An 11-year-old female child presented with headache, vomiting, and swaying toward the left while walking that first appeared 3 months previously, and diminished vision for the 15 days prior to admission. On neurological examination, the patient was conscious and responding to commands with sparse verbal output. She slept in the left lateral position throughout. Within 3 days of admission, she developed truncal ataxia, increasing salivation, difficulty in swallowing, and disorientation. The fundus could not be examined since the patient would not co-operate. These features led to the clinical diagnosis of posterior fossa lesion involving the left cerebellum.

Computed tomography revealed a mass involving the fourth ventricle (Fig. 1). The operative finding was a grayish black, soft, friable, and ill-defined tumor arising from the fourth ventricle that infiltrated the left cerebellar hemisphere. The tumor was highly vascular and measured 3.5 cm across. Squash cytology revealed a malignant pigmented tumor. A suboccipital craniotomy and total tumor decompression were performed, and the mass was sent for histopathological analysis.

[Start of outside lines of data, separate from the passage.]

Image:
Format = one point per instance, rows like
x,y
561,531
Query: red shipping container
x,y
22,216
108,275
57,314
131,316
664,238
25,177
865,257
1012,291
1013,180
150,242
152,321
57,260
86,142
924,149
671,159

Examination of multiple hematoxylin-and-eosin-stained sections revealed a tumor containing monomorphic cells with abundant eosinophilic cytoplasm, round-to-oval irregular nuclei, and prominent nucleoli arranged predominantly in a papillary pattern, with focal solid areas. Dense intra- and extracellular melanin pigment was present. Mitotic activity was 7/10 in a high-power field. Focal areas of hemorrhage and necrosis were seen (Fig. 2). The pigment granules were positive for Fontana-Masson stain. An immunohistochemistry panel included HMB-45, cytokeratin, glial fibrillary acidic protein, S-100 protein, vimentin, synaptophysin, and carcinoembryonic antigen. The tumor was positive for cytokeratin, S-100 protein, and vimentin; a diagnosis of CPC was made. The patient could not be followed-up since she died 15 days after surgery.

CPCs, which have a predilection for the posterior fossa, are rarely seen in children.4,5 The tumor constitutes only 0.4-0.6% of human intracranial tumors. Pigmented variants of CPC are rare, with only two other cases having been reported in the literature.1,4 The pigmented granules have the properties of neuromelanin and lipofuscin, and appear to be formed by "melanization" of lipofuscin, as proposed by Barden's theory of pseudoperoxidation.5

The differential diagnosis of the reported tumor includes pigmented papillary medulloblastoma of the cerebellum, pigmented ependymoma with papillae, and metastatic melanoma. Pigmented papillary medulloblastoma is a densely cellular tumor with an oval- to carrot-shaped nucleus, where the cells are arranged in rows and in gland-like clefts. In a few places the cells are arranged in a papillary pattern and contain pigment. The tumor tissue is immunopositive for cytokeratin, vimentin, and HMB-45, but also for epithelial membrane antigen.6 Ependymomas may also exhibit pigment. This type of tumor is densely cellular with perivascular rosettes and pseudorosettes, at places exhibiting a pseudopapillary pattern. The cells have a densely speckled nucleus, tapering cytoplasm, and a perivascular orientation of melanin. The tumor is positive for glial fibrillary acidic protein and HMB-45.7 Low-grade pigmented variants of CPCs contain predominantly a papillary pattern, and high-grade tumors have more solid areas. In the case reported herein, the tumor was a low grade.8

Very rarely, metastatic malignant melanoma may be considered in the differential diagnosis, but in our case there was no associated neurocutaneous syndrome. Staining for synaptophysin helps to distinguish this tumor from CPC and other metastatic papillary tumors.8

Recent cytogenic studies have revealed some chromosomal abnormalities associated with CPC, including gains of 1q, 4q, 10q, 14q, 20q, and 21q, and deletion of 5p, 9p, 15q, and 18q.9 CPCs are generally rapidly growing tumors with a poor prognosis. With the advent of specific immunohistochemical markers, optimal management requires the ability to differentiate pigmented variants of CPC from its histological and radiological mimics.